- Origin: Los Angeles, California, United States
- Genres: R&B; soul;
- Years active: 1957–1973
- Labels: Class; Marc; Loma; Uni;
- Past members: Earl Nelson Bobby Byrd (aka Bobby Day) Bobby Relf (aka Bobby Garrett and Bobby Valentino)

= Bob & Earl =

American soul musical group

Bob & Earl were an American music singing duo in the 1960s, best known for writing and recording the original version of "Harlem Shuffle".

==Career==
The original duo were Bobby Day (born Robert James Byrd) and Earl Nelson. They had both been members of The Hollywood Flames, a prolific doo-wop group in Los Angeles, California whose major hit was "Buzz-Buzz-Buzz" in 1958, on which Nelson sang lead. By 1957, Byrd had started a parallel solo career, writing and recording for contractual reasons as Bobby Day. He wrote and recorded the original version of "Little Bitty Pretty One", and had a hit of his own with "Rockin' Robin" (1958). In 1957, Day/Byrd and Nelson began recording together as Bob & Earl, on the Class record label. However, these releases had relatively little success, and Day/Byrd restarted his solo career.

In 1962, Nelson recruited a second "Bob", Bobby Relf, who also used the stage names of Bobby Garrett and Bobby Valentino. Relf had already led several Los Angeles based acts in his career, including the Laurels, the Upfronts, and Valentino and the Lovers. The latter two groups also featured the then pianist and bass singer Barry White.

This duo of Relf and Nelson recorded several singles for different labels, before "Harlem Shuffle" in 1963. The song was written by Relf and Nelson, arranged by Gene Page, and produced by Fred Smith. It was based on a number called "Slauson Shuffletime" (named after a boulevard in Los Angeles) by another Los Angeles singer, Round Robin. When released on the Marc label, "Harlem Shuffle" became a modest hit on the US Billboard chart. However, its main success came as late as 1969, when it was re-released in the UK and became a Top Ten hit there. George Harrison is reported to have called it his favorite record of all time.

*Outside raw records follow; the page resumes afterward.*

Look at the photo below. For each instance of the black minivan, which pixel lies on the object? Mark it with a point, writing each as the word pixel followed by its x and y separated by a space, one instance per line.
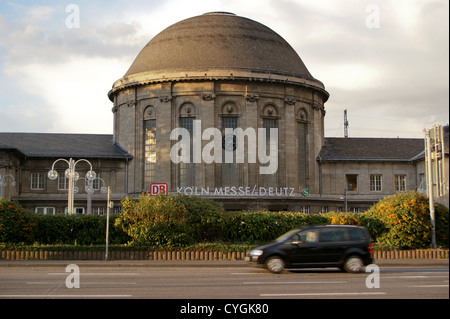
pixel 344 246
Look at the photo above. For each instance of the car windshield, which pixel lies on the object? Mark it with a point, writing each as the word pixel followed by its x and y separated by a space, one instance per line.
pixel 286 235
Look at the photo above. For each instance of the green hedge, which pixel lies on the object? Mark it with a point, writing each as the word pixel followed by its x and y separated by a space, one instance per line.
pixel 400 221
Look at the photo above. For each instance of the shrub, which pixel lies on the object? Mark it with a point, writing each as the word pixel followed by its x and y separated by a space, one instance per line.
pixel 169 221
pixel 404 222
pixel 16 223
pixel 76 230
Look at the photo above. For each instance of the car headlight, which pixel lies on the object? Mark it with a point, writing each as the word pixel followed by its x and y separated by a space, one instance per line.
pixel 256 252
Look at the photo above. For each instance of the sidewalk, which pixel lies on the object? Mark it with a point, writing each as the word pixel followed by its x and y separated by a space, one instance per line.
pixel 199 263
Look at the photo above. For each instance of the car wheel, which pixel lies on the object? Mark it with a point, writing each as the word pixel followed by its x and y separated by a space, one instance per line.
pixel 275 264
pixel 353 264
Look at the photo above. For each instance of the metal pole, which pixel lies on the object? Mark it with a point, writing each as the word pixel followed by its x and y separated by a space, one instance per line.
pixel 71 187
pixel 346 209
pixel 429 175
pixel 107 221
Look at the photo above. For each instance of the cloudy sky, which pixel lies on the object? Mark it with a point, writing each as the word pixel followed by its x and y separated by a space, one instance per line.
pixel 386 62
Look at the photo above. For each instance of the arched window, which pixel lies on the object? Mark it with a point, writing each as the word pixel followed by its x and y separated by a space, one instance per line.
pixel 187 170
pixel 230 171
pixel 302 147
pixel 270 121
pixel 150 143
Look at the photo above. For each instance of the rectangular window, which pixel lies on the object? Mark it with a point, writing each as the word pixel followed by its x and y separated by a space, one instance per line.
pixel 187 170
pixel 37 180
pixel 400 183
pixel 99 211
pixel 375 183
pixel 150 152
pixel 352 182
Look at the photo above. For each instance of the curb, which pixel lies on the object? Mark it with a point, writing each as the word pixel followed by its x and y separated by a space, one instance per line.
pixel 199 264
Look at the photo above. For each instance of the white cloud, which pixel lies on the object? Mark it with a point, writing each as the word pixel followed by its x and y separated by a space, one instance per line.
pixel 393 78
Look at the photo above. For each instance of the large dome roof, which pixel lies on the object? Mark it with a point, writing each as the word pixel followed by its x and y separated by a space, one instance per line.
pixel 219 40
pixel 217 45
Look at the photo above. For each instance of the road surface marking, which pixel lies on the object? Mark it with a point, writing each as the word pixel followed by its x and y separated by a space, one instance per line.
pixel 324 294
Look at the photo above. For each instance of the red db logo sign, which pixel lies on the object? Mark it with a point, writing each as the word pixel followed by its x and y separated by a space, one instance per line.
pixel 158 188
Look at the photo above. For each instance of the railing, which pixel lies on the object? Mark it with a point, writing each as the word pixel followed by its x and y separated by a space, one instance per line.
pixel 188 255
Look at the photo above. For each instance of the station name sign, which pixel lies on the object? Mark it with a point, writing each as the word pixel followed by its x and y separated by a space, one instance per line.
pixel 232 191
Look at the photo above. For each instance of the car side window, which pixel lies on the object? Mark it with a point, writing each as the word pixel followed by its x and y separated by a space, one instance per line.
pixel 355 234
pixel 309 236
pixel 328 235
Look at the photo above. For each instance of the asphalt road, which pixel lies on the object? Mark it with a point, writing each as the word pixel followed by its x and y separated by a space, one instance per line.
pixel 193 281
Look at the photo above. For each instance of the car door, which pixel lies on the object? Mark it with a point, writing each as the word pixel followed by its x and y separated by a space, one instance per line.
pixel 332 244
pixel 304 247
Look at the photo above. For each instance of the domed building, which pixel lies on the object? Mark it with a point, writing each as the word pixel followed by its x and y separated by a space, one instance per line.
pixel 218 106
pixel 221 71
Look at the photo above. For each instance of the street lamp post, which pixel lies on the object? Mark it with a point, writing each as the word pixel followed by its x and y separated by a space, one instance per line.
pixel 3 183
pixel 89 189
pixel 73 176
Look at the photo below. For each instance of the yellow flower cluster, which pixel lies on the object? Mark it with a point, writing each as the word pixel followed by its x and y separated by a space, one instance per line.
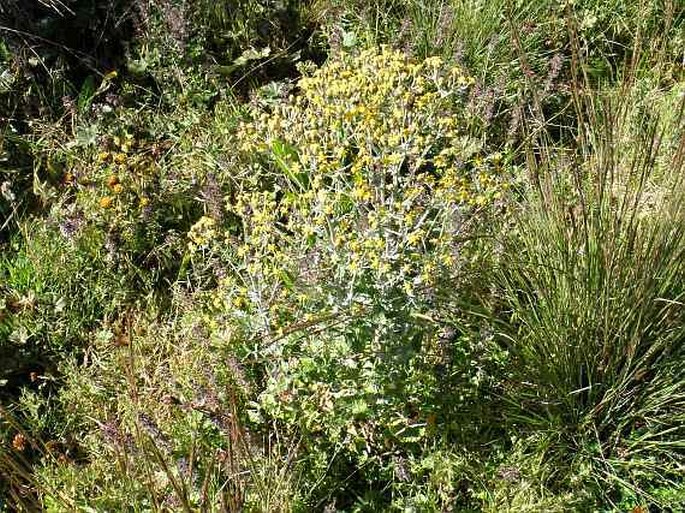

In 1964, the duo signed to Loma Records. They recorded for the label but no singles were released. By 1965, Nelson had achieved further success as a solo artist under the alias of Jackie Lee with "The Duck", a hit dance record which reached No. 14 in the U.S. When "Harlem Shuffle" became successful on reissue, Nelson and Relf reunited as Bob & Earl to tour. The duo split up for the last time in the early 1970s. Relf composed the song "Bring Back My Yesterday", recorded by Barry White on his first 20th Century Records album, 1973's I've Got So Much to Give.

==Discography==
===Studio albums===
- Harlem Shuffle (1964)
- Bob & Earl (1969)

===Singles===

| Year | Title | Peak chart positions |  |  |  |
| US Pop | UK |
| 1957 | "That's My Desire" | ― | ― |
| 1958 | "Sweet Pea" | ― | ― |
| "When She Walks" | ― | ― |
| 1962 | "Oh Baby Doll" | ― | ― |
| "Don't Ever Leave Me" | 85 | ― |
| 1963 | "Harlem Shuffle" (original release) | 44 | ― |
| 1964 | "Puppet on a String" | 111 | ― |
| "Your Time Is My Time" | ― | ― |
| "The Sissy" | ― | ― |
| 1966 | "Baby It's Over" | ― | ― |
| 1969 | "Everybody Jerk" | ― | ― |
| "Harlem Shuffle" (reissue) | ― | 7 |
| 1970 | "Pickin' Up Love's Vibrations" | ― | ― |
| "Honey, Sugar, My Sweet Thing" | ― | ― |
| 1973 | "I Can't Get Away" | ― | ― |
"—" denotes releases that did not chart.